ChrisMarshallNY 13 hours ago
That looks very cool.

As someone that has given a number of classes and seminars, it gets fairly discouraging, how few folks want to learn.

I think that establishing a learning-focused community (like this) would probably really get a lot of people engaged.

Geeks like learning. Many others don't. It's always fairly demoralizing, when I encounter it.

geverett 16 hours ago
A coliving house in NYC started a 'university' that has taught thousands of students in the last two years.
carom 14 hours ago
Any more details on this?
Jtsummers 13 hours ago
That's what the submitted link is about. GP posted a comment about the thing they submitted in addition to submitting it.
carom 12 hours ago
Ah, thank you. I had, admittedly, not read the article in OP. I thought this was very vaguely referencing another situation.
sirodoht 4 hours ago
I've been very inspired by FractalU. We've started something similar in London, UK, called Shoshin College [1]
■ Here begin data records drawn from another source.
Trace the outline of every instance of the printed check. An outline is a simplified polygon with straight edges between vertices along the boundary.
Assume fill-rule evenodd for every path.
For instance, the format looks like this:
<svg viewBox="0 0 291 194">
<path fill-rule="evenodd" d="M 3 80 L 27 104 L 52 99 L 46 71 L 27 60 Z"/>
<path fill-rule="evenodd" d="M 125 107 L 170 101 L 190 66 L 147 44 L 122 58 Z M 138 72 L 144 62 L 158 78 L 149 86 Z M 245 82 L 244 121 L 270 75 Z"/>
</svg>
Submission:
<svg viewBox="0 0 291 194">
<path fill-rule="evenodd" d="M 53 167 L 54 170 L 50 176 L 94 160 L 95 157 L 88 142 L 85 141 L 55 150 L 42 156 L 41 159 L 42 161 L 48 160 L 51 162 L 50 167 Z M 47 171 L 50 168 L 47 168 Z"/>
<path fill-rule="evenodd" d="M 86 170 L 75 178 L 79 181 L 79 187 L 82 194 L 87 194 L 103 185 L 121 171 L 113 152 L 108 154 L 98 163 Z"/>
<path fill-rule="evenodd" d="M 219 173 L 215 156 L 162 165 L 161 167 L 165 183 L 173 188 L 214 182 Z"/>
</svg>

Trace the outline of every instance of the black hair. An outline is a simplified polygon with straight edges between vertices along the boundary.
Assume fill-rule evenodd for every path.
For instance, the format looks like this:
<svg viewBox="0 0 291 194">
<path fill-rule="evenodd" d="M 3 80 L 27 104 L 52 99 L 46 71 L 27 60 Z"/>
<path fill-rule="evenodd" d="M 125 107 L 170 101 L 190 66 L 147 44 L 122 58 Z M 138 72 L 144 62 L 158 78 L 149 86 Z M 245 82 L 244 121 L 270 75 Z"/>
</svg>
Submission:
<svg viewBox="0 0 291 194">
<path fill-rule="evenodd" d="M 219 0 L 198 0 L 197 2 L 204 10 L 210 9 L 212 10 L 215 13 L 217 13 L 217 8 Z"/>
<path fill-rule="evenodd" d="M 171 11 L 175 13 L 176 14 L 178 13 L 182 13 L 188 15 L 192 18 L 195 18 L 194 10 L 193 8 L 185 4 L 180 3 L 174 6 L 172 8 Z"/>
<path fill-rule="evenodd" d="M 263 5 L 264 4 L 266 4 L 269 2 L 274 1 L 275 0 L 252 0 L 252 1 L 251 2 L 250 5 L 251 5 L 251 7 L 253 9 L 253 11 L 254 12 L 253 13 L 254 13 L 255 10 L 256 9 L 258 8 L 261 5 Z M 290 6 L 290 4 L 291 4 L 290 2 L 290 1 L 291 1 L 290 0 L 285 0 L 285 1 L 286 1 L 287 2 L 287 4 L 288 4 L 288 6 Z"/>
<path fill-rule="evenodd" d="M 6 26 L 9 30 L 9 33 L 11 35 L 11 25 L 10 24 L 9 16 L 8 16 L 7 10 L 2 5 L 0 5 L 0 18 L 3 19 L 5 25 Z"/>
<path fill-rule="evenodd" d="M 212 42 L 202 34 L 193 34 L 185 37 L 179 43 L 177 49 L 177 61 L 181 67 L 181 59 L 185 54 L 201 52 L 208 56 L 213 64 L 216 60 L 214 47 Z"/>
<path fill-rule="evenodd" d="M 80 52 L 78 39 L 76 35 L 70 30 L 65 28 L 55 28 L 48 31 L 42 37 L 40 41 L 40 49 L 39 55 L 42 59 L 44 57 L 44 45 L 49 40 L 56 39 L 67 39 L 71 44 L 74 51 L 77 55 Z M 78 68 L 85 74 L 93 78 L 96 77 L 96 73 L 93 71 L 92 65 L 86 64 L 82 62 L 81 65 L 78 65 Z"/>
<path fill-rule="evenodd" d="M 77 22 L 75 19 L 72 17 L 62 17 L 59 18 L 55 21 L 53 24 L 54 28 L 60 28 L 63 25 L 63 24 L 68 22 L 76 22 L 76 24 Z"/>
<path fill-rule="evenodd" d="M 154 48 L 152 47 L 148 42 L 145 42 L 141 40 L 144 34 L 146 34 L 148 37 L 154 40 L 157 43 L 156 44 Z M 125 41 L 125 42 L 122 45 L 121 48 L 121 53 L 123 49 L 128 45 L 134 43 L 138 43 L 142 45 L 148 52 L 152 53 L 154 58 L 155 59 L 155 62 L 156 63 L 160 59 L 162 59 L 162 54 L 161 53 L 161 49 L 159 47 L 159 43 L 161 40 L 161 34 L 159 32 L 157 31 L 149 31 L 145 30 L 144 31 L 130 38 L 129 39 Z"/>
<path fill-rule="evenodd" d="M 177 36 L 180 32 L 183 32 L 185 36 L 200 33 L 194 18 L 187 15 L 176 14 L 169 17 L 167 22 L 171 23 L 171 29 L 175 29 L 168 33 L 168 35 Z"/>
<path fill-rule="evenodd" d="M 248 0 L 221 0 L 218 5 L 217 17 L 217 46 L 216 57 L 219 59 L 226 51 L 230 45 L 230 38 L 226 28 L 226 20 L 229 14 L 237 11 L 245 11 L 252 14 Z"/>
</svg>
[1] https://shoshincollege.org/

vianarafael 11 hours ago
This is such a refreshing inversion of the ‘edtech’ trend—rather than trying to scale education through software, FractalU scales motivation through community. Makes me wonder: instead of designing better UIs for MOOCs or LLM tutors, maybe the real unlock is designing better social containers for learning.
TimTheTinker 9 hours ago
> the real unlock is designing better social containers

FTFY.

Note - a lot of the classic social containers have been systematically disappearing since the 1970s in anything but rural areas for a variety of reasons. I'm not qualified to hypothesize the causes, but I do see the effects.

rahimnathwani 12 hours ago
I love these sort of 'high agency', 'you can just do stuff' posts.
aspenmayer 13 hours ago
sakesun 11 hours ago
Something to do while AI take care of other chores.
lakomen 6 hours ago
[dead]
fitsumbelay 14 hours ago
D O P E !
pcthrowaway 12 hours ago
I read "How to Live Near your Friends"[1] article linked from this article, and I can't help but be amused by the author's attitude of "my friends should all move near me because that's the way we can all live near friends"

I mean they're not wrong, but also they could have made friends with their neighbours like the Stoop Coffee[2] author, or moved to be nearer to a friend group also. It's nice to see them really embracing their main character bias though (in this case, in a way that seemed to have successfully built a geographically aligned community)

[1]: https://prigoose.substack.com/p/how-to-live-near-your-friend...

[2]: https://news.ycombinator.com/item?id=43473618

parpfish 10 hours ago
The thing that stuck out to me was that they said there were 22 friends nearby.

I have no idea how you’d maintain relationships with that many people that would be strong enough to justify “I’ll uproot my living situation to be by this person”. Maybe they actually just have 22 acquaintances that like their roommate matchmaking and apartment hunting skills?